Йозмар молчал. Надо было обсудить столько важных вопросов, ради которых он и вызвал Зённеке в Прагу, а они уже целый час шатались по городу, вместо того чтобы искать гостиницу, и Зённеке, казалось, старательно избегал любого серьезного разговора.
— Кстати о статистике: насчет цифр наши товарищи с тобой тоже не во всем согласились. Вот, сказали они, врага Зённеке опять переоценивает, а наши силы…
Зённеке перебил его:
— Да, Прага действительно прекрасный город. Может, эмигрантам и не следует жить в прекрасных городах. Тем более от границы далеко. А смелость у них растет прямо пропорционально расстоянию от границы. Что, много самоубийств среди эмигрантов?
— Не знаю, думаю, что нет, — неохотно ответил Йозмар. — Может, мы лучше найдем гостиницу и я расскажу тебе все подробно? Ты встретишься с товарищами самое позднее завтра утром, они уже знают, что ты должен приехать сегодня.
— Не суетись, Йозмар, главное — не суетись!
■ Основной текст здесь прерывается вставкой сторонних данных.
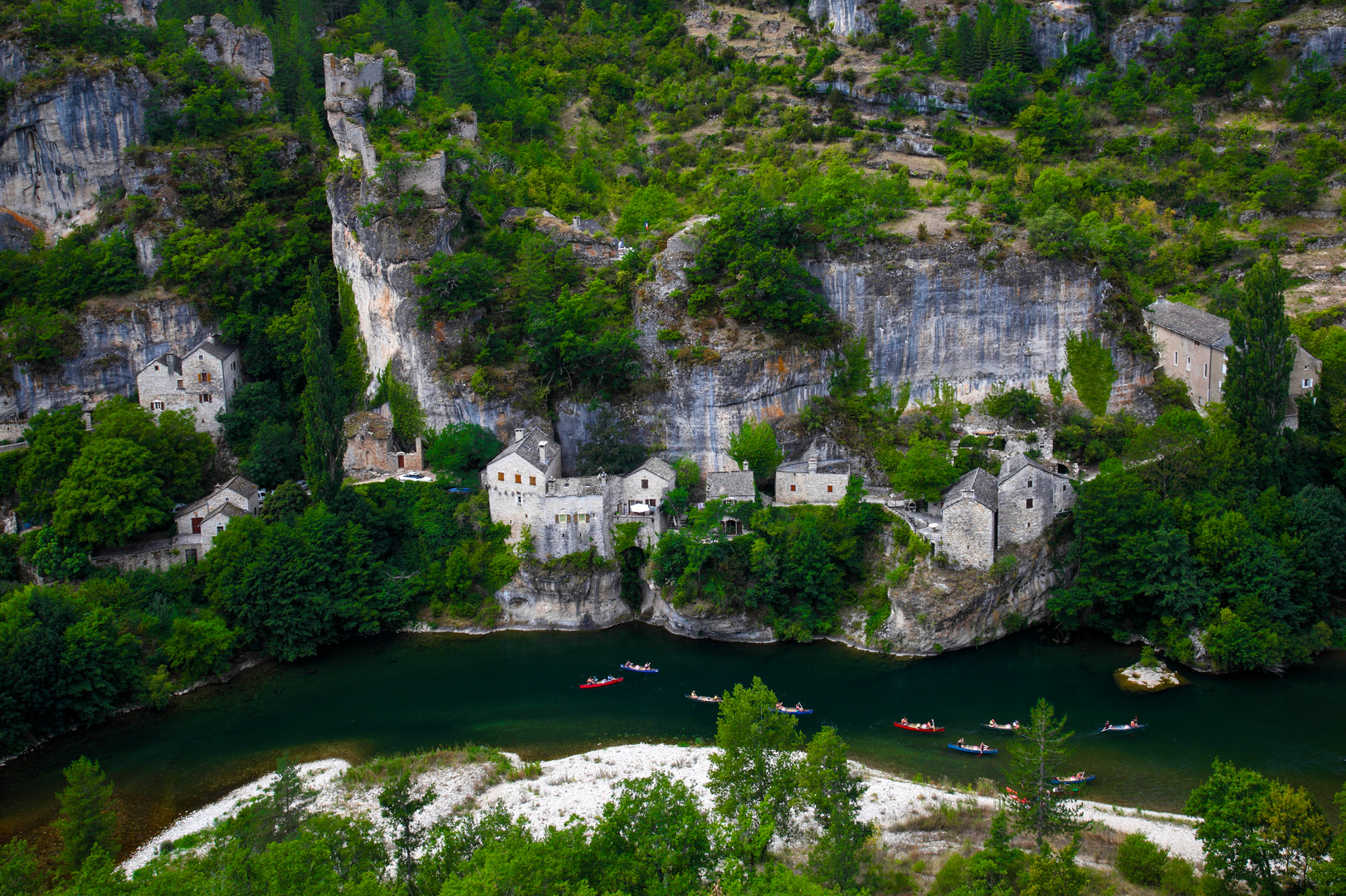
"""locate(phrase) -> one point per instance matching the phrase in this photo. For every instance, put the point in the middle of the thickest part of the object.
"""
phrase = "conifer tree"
(1036, 757)
(86, 820)
(1261, 355)
(324, 402)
Ты живешь тут уже сколько времени, спишь по ночам спокойно, да и днем тебя никто пальцем не тронет — чего же ты боишься, такого я за тобой не замечал и в самые трудные времена.
— Я не боюсь, это просто нервы. Отсюда все видится иначе. Мы там понаделали ошибок, сам увидишь.
— Что я увижу? Пойми, парень, эмиграция — это, конечно, наша трибуна и рупор. Но без нас они тут — как слепые. И ты-то должен знать это лучше, чем все эти любители «вот что», которые сидят и резолюции пишут, но на заднице глаз нет, да и свету от нее немного. Нет, в гостиницу я не пойду, на том берегу у меня приятель живет. Он не коммунист, но человек надежный. Я могу прийти к нему в любое время дня и ночи и буду чувствовать себя как дома, и не надо регистрироваться в гостинице. А это много значит.
Он распрощался с Йозмаром на углу, встретиться они договорились завтра. Йозмар догнал его:
— Погоди еще минутку. Я не успел тебе рассказать. Вероятно, ты еще сегодня увидишься с Ирмой. Имей в виду, что она… В общем, лучше будет, если…
— Если что? Йозмар, ты уж договаривай! Что я должен иметь в виду? Хотя ты никогда ее не любил.
— Все тут были настроены против тебя, еще до того, как прочитали отчет. А Ирма передала им и твои замечания. И они сказали, что это — пораженчество, ликвидаторство и примиренчество. А Ирма…
— Хорошо, спасибо тебе, Йозмар. До завтра!
Красивы в Праге были не только мосты, но и старые дома и многие из новых. Еще Йозмару казалось, что он нигде не видел столько красивых женщин.
Но он по-прежнему просыпался до зари, по-прежнему прислушивался к шагам, раздававшимся за спиной. И беззаботность, с Которой здесь говорили обо всем, все еще казалась ему странной, опасной и даже подозрительной. Он пытался избегать общения с эмигрантами, потому что ему предстояло возвращение, он снова жил под чужой фамилией и ни с кем, кроме членов руководства, не встречался. Здесь ему ничто не угрожало, но он жил так, будто опасность подстерегала его и здесь. Он не чувствовал, что находится в тылу, он все равно был на переднем крае, просто его отпустили ненадолго — получить новые распоряжения.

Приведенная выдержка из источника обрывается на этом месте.